Bloomberg Law: Privacy & Data Security brings you single-source access to the expertise of Bloomberg Law’s privacy and data security editorial team, contributing practitioners,...

By Daniel R. Stoller and Ayanna Alexander

U.S. technology companies are often in an “untenable situation” when law enforcement requests customer data stored abroad, House Judiciary Committee Chairman Bob Goodlatte (R-Va.) said at a June 15 hearing.

U.S. tech sector and bipartisan lawmakers have pushed for updates to the nearly 30-year-old Email Communications Privacy Act (ECPA) and its related Stored Communications Act (SCA). ECPA bans unauthorized interception of electronic communications. The SCA, which is part of ECPA, prohibits unauthorized access of electronic communications in a storage facility.

Tech giants such as Alphabet Inc.'s Google, Apple Inc., Amazon.com Inc., and Microsoft Corp. have supported updates to ECPA and the SCA.

Updating the law would lift legal uncertainty that U.S. technology companies and email service providers say they face. They often have overseas data centers and get requests from law enforcement agencies for data related to investigations. However, ECPA remains unclear as to how much and which data stored abroad is available under such requests, they say.

The “rapid growth of international communications infrastructure” has caused issues to arise concerning law enforcement access to data stored abroad, with “U.S. technology companies at the center,” Goodlatte said. At the moment, U.S. companies often have to decide, as was shown in the 2016 decision by the U.S. Court of Appeals for the Second Circuit in Microsoft v. U.S. and others that followed, between complying with foreign or domestic laws for stored data, he said.

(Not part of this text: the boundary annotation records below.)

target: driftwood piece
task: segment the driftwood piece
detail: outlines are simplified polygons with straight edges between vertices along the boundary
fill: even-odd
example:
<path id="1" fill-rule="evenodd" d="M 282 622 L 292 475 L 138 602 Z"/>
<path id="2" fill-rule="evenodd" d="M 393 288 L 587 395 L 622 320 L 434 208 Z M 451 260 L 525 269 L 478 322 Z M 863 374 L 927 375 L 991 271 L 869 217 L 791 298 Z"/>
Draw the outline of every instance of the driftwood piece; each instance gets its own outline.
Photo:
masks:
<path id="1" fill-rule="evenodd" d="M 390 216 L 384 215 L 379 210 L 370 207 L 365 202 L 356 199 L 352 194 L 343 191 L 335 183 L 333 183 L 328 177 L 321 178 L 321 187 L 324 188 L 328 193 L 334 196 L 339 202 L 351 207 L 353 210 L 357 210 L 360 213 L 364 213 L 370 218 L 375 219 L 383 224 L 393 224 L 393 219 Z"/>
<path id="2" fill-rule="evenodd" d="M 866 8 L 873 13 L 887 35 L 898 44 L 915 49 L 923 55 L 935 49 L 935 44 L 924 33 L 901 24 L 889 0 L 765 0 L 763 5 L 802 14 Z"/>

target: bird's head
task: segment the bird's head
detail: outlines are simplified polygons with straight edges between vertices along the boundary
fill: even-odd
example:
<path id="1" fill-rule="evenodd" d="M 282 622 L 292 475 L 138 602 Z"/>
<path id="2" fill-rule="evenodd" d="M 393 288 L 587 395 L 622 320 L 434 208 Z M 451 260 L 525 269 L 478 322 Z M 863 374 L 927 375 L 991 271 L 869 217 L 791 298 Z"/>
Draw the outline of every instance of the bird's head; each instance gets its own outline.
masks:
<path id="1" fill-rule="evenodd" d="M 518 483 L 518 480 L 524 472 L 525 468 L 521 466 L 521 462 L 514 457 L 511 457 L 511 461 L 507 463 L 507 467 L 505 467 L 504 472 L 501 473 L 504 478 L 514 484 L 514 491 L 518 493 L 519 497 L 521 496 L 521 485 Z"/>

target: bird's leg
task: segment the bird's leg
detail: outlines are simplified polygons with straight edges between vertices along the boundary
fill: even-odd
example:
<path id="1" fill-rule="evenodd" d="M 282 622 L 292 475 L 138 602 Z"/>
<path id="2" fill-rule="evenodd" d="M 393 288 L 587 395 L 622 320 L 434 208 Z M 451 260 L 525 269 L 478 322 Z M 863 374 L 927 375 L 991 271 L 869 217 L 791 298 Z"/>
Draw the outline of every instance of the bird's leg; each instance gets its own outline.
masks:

Richard Salgado, director of law enforcement and international security at Google, said in response to questions from Rep. Doug Collins (R-Ga.) that ECPA “is pretty aged” and updates to the law are “quite urgent.” ECPA overhaul “increases privacy protections and enhances law enforcement access” to data stored abroad, he said.

Twelve technology trade groups and associations in a June 15 letter to House Judiciary leaders supported a change in the law. They said that virtually every U.S. company is “now part of the global digital economy in some way. They use cloud computing to store customer data, correspond via email, and make transactions online. To keep growing our economy and creating jobs, U.S. businesses need Congress to modernize the laws governing cross-border access to digital information.”

ECPA Update Measures

The House Feb. 6 passed a measure to update ECPA. The Email Privacy Act (H.R. 387), introduced by Rep Kevin Yoder (R-Kan.), would require law enforcement to obtain a warrant before obtaining data “that is in electronic storage with or otherwise stored, held or maintained by that service,” regardless of the age of the communications.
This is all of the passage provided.